Oltre a causare indignazione nel mondo, la decisione nipponica preoccupa anche chi come l'Italia – ovviamente Campania compresa – importa pesce da quell'area.

«Ho deciso di proporre un’audizione con tutte le associazioni che si occupano di pesca in Campania per analizzare la situazione nella nostra regione e cercare di capire come individuare il pesce potenzialmente radioattivo ed evitare che entri nel nostro sistema alimentare», dice Francesco Emilio Borrelli, consigliere regionale di Europa Verde e presidente dell’VIII Commissione Agricoltura, Caccia e Pesca.

Quella degli ambientalisti campani è una preoccupazione che per parte del mondo scientifico che si occupa di nucleare non ha ragion d'essere: i livelli di diluizione sono talmente alti – spiegano gli esperti – tanto da rendere bassissima la probabilità che un pesce s’imbatta nell'isotopo radioattivo trizio contenuto nell'acqua del reattore di Fukushima.

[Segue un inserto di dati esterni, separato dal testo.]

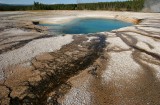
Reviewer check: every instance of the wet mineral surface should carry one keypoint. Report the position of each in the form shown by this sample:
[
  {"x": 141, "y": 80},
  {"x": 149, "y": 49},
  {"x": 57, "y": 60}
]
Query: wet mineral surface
[{"x": 121, "y": 67}]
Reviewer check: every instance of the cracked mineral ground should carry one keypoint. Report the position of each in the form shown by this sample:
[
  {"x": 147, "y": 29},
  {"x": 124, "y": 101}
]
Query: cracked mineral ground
[{"x": 120, "y": 67}]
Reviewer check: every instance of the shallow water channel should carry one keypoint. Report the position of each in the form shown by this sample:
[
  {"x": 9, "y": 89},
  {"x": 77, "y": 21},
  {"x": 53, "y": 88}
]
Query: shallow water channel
[{"x": 86, "y": 25}]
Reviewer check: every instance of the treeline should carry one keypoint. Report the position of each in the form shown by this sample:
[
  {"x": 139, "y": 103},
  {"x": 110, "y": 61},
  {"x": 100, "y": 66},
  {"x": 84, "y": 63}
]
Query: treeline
[{"x": 130, "y": 5}]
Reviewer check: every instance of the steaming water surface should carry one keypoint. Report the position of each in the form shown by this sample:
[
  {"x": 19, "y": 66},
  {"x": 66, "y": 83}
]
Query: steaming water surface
[{"x": 86, "y": 25}]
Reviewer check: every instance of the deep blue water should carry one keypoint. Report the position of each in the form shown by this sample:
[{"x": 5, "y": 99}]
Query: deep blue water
[{"x": 86, "y": 25}]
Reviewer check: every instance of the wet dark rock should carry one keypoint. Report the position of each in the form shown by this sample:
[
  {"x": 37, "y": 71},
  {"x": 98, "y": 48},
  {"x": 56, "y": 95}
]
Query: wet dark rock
[{"x": 48, "y": 81}]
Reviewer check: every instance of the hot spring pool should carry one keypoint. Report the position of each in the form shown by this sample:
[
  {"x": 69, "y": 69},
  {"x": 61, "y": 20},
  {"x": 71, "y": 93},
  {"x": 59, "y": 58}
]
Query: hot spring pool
[{"x": 86, "y": 25}]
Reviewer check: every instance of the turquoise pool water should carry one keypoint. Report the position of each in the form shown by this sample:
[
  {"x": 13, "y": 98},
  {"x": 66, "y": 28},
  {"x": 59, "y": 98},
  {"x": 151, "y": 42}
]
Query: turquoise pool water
[{"x": 86, "y": 25}]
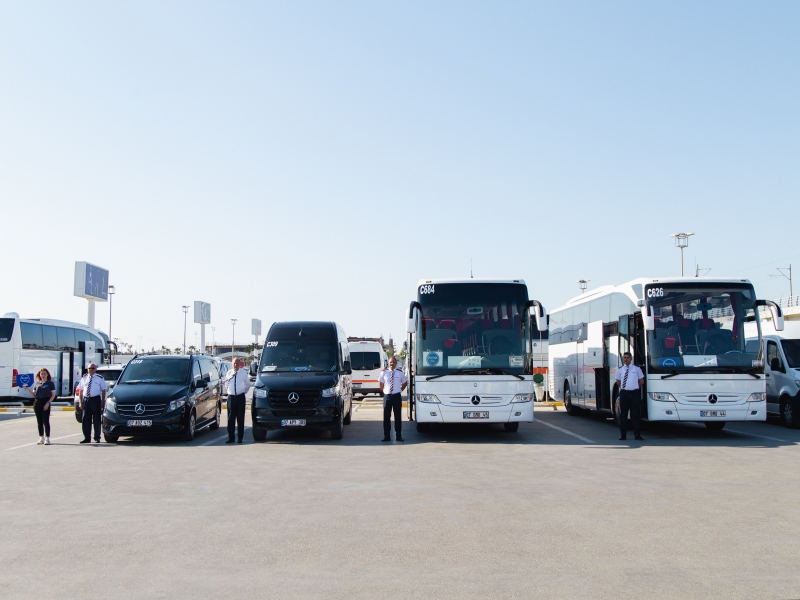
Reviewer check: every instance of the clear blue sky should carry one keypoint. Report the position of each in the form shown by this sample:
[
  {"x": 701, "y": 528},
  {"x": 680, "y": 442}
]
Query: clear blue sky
[{"x": 314, "y": 159}]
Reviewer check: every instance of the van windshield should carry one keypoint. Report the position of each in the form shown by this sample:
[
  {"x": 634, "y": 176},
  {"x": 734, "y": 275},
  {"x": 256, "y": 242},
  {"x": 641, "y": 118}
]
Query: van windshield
[{"x": 156, "y": 370}]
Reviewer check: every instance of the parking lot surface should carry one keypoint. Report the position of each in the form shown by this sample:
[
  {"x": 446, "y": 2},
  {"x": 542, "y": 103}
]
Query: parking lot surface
[{"x": 560, "y": 509}]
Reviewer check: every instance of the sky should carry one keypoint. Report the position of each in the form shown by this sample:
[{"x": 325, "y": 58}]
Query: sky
[{"x": 314, "y": 160}]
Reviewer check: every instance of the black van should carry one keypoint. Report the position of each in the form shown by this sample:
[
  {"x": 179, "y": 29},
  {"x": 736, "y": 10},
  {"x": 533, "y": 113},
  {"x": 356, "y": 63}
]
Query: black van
[
  {"x": 303, "y": 379},
  {"x": 158, "y": 394}
]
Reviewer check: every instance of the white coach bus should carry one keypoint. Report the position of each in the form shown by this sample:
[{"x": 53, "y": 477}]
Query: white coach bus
[
  {"x": 470, "y": 353},
  {"x": 686, "y": 334},
  {"x": 62, "y": 347}
]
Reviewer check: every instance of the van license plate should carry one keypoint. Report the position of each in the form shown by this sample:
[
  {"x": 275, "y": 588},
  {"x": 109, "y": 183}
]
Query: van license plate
[
  {"x": 712, "y": 413},
  {"x": 476, "y": 415}
]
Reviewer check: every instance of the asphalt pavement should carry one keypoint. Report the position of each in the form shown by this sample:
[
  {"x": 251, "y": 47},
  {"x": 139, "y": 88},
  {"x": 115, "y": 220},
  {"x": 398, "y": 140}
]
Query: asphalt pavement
[{"x": 560, "y": 509}]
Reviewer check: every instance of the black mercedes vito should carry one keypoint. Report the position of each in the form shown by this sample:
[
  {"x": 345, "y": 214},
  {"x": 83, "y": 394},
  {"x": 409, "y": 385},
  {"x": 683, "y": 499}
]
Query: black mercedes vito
[
  {"x": 303, "y": 379},
  {"x": 159, "y": 394}
]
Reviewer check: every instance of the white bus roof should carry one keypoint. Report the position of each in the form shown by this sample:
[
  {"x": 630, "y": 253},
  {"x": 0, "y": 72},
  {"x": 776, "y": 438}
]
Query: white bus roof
[{"x": 627, "y": 288}]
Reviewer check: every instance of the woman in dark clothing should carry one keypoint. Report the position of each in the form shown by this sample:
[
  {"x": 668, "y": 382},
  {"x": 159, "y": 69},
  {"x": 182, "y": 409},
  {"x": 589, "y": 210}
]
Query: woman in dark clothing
[{"x": 44, "y": 392}]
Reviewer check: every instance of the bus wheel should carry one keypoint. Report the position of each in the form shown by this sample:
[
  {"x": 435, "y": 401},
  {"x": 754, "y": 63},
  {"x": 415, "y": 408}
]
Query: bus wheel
[
  {"x": 571, "y": 410},
  {"x": 791, "y": 418}
]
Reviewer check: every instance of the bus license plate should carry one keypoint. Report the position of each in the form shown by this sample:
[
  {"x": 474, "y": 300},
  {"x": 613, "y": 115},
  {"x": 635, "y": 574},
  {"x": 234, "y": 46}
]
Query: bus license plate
[
  {"x": 476, "y": 415},
  {"x": 712, "y": 413}
]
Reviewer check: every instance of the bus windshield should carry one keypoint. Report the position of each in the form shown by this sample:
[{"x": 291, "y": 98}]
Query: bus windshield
[
  {"x": 700, "y": 327},
  {"x": 156, "y": 370},
  {"x": 471, "y": 326}
]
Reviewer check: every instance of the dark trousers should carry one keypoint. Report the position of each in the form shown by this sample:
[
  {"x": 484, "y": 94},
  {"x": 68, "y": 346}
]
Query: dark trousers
[
  {"x": 42, "y": 419},
  {"x": 392, "y": 402},
  {"x": 236, "y": 406},
  {"x": 91, "y": 415},
  {"x": 630, "y": 400}
]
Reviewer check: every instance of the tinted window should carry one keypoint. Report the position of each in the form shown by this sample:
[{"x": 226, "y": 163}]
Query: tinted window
[
  {"x": 155, "y": 370},
  {"x": 6, "y": 329},
  {"x": 49, "y": 337},
  {"x": 31, "y": 335},
  {"x": 66, "y": 338},
  {"x": 365, "y": 361}
]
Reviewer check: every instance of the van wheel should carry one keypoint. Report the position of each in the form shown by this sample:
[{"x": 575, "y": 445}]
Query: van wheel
[
  {"x": 349, "y": 416},
  {"x": 571, "y": 409},
  {"x": 188, "y": 434},
  {"x": 791, "y": 417},
  {"x": 217, "y": 418},
  {"x": 338, "y": 429}
]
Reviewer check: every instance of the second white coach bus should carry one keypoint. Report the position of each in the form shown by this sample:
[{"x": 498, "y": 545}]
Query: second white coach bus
[
  {"x": 470, "y": 354},
  {"x": 686, "y": 334}
]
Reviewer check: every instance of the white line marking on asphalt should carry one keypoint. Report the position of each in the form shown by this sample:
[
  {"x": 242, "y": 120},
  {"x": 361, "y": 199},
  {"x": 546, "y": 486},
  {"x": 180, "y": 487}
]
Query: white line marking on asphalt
[
  {"x": 763, "y": 437},
  {"x": 51, "y": 439},
  {"x": 562, "y": 430}
]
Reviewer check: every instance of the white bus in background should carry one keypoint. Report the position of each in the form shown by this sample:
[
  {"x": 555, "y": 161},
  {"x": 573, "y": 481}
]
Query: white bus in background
[
  {"x": 470, "y": 354},
  {"x": 686, "y": 334},
  {"x": 62, "y": 347},
  {"x": 367, "y": 359}
]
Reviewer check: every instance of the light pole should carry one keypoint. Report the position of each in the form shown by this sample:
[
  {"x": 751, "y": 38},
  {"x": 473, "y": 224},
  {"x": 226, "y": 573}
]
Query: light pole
[
  {"x": 185, "y": 312},
  {"x": 681, "y": 241},
  {"x": 233, "y": 337}
]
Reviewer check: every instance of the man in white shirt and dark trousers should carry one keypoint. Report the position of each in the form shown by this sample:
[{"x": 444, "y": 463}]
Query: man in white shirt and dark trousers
[
  {"x": 630, "y": 380},
  {"x": 393, "y": 382},
  {"x": 93, "y": 402},
  {"x": 237, "y": 382}
]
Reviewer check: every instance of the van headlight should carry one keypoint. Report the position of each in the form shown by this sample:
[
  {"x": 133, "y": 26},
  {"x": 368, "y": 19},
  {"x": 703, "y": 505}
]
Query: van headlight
[{"x": 430, "y": 398}]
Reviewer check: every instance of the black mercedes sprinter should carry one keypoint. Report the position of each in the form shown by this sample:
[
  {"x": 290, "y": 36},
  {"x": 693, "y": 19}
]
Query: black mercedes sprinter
[
  {"x": 303, "y": 379},
  {"x": 164, "y": 394}
]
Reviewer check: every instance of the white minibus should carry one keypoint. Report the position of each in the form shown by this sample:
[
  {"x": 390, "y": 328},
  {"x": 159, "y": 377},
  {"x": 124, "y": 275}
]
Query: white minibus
[
  {"x": 470, "y": 352},
  {"x": 367, "y": 359},
  {"x": 686, "y": 334},
  {"x": 62, "y": 347}
]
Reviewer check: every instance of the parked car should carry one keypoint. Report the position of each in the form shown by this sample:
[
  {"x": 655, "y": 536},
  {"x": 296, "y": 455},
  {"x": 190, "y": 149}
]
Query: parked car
[{"x": 159, "y": 394}]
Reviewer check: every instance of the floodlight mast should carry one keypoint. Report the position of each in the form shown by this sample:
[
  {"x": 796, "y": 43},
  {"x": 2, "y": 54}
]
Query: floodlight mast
[{"x": 681, "y": 241}]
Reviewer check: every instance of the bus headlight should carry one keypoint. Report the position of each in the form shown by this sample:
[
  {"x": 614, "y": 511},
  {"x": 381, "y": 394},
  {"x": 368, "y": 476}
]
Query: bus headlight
[{"x": 430, "y": 398}]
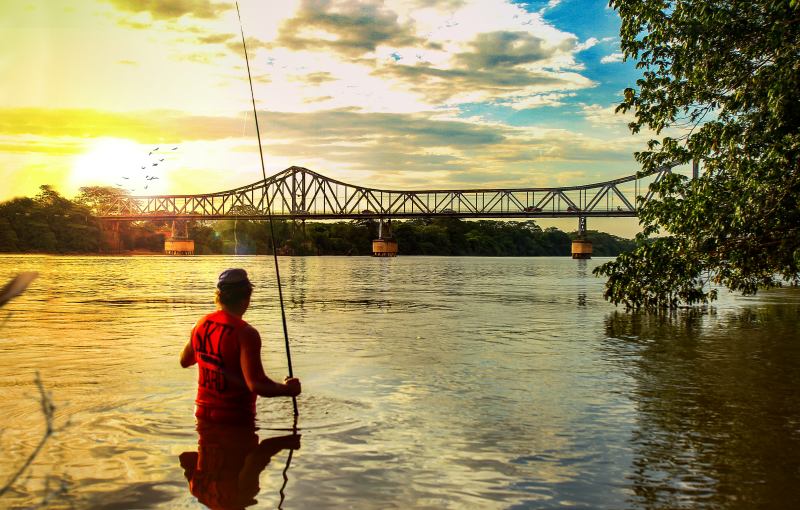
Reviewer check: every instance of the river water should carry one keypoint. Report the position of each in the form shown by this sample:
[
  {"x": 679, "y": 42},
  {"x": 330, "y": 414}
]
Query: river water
[{"x": 427, "y": 383}]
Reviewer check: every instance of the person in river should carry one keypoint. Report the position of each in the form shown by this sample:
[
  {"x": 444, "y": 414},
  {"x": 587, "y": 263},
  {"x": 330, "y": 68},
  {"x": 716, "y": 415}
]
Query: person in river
[
  {"x": 225, "y": 470},
  {"x": 227, "y": 351}
]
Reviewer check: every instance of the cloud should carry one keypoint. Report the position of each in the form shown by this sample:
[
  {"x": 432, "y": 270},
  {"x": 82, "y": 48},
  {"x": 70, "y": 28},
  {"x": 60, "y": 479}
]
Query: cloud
[
  {"x": 611, "y": 59},
  {"x": 462, "y": 85},
  {"x": 536, "y": 100},
  {"x": 172, "y": 9},
  {"x": 316, "y": 78},
  {"x": 348, "y": 28},
  {"x": 503, "y": 50},
  {"x": 603, "y": 116},
  {"x": 215, "y": 38}
]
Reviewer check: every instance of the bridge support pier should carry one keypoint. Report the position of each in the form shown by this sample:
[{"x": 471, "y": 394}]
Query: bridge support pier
[
  {"x": 581, "y": 247},
  {"x": 111, "y": 237},
  {"x": 179, "y": 243},
  {"x": 385, "y": 245}
]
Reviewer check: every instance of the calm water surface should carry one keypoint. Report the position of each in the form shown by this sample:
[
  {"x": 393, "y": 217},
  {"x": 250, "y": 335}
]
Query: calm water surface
[{"x": 428, "y": 382}]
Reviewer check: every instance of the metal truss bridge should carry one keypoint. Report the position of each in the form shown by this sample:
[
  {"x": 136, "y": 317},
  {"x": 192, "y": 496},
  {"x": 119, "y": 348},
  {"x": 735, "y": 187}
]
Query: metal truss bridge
[{"x": 299, "y": 193}]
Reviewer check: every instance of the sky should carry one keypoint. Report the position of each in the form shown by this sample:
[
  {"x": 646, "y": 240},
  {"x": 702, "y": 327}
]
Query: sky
[{"x": 152, "y": 95}]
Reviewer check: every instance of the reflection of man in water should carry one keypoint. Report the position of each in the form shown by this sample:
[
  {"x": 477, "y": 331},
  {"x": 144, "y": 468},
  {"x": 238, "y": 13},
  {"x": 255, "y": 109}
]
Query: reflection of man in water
[
  {"x": 224, "y": 471},
  {"x": 227, "y": 351}
]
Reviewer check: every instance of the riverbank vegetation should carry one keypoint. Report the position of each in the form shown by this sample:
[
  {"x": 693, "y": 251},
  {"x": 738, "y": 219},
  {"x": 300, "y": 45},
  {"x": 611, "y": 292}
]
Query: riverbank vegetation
[
  {"x": 721, "y": 81},
  {"x": 50, "y": 223}
]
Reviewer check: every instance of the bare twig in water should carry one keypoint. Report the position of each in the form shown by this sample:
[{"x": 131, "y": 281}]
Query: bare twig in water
[
  {"x": 48, "y": 409},
  {"x": 16, "y": 286}
]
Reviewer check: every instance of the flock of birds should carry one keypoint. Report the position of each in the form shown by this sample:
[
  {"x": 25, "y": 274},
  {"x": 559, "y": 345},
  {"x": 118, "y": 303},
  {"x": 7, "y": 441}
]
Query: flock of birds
[{"x": 150, "y": 164}]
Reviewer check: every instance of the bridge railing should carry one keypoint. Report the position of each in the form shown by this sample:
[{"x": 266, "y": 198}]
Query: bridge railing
[{"x": 300, "y": 193}]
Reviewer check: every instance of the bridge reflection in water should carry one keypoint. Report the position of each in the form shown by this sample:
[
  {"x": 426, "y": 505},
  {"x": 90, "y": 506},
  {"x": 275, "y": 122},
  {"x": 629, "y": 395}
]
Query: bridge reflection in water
[{"x": 301, "y": 194}]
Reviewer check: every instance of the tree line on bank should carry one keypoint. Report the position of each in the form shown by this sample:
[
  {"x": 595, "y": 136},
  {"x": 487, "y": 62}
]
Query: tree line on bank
[{"x": 50, "y": 223}]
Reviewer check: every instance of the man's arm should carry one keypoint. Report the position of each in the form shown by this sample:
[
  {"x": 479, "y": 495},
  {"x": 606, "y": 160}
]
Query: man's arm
[
  {"x": 187, "y": 354},
  {"x": 253, "y": 370}
]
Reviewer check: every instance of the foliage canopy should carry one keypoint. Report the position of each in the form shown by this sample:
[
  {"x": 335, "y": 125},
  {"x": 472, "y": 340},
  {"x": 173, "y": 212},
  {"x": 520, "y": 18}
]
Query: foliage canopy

«La radioattività può essere ridotta a livelli di sicurezza» paragonabili all’esposizione a radiografie mediche e viaggi aerei, ha affermato Nigel Marks, scienziato nucleare alla Curtin Universiy di Perth, in Australia.

Tuttavia in Regione Campania presto ci sarà  un incontro col comparto ittico per capire come le aziende locali intendono muoversi. Vincenzo Peretti, docente del dipartimento di Medicina Veterinaria della Federico II e attivista di Europa Verde spiega:

“Inoltre secondo una stima Coldiretti sono oltre 21 milioni i chili di prodotti ittici che arrivano in Italia dalle acque giapponesi.  Almeno questo lo possiamo decidere noi consumatori: controlliamo sempre l'origine del pesce acquistato leggendo l'etichetta, che per legge deve riportare la zona di pesca, e scegliere la “zona Fao 37”, saremo così sicuri che stiamo acquistando un prodotto pescato esclusivamente nel Mar Mediterraneo.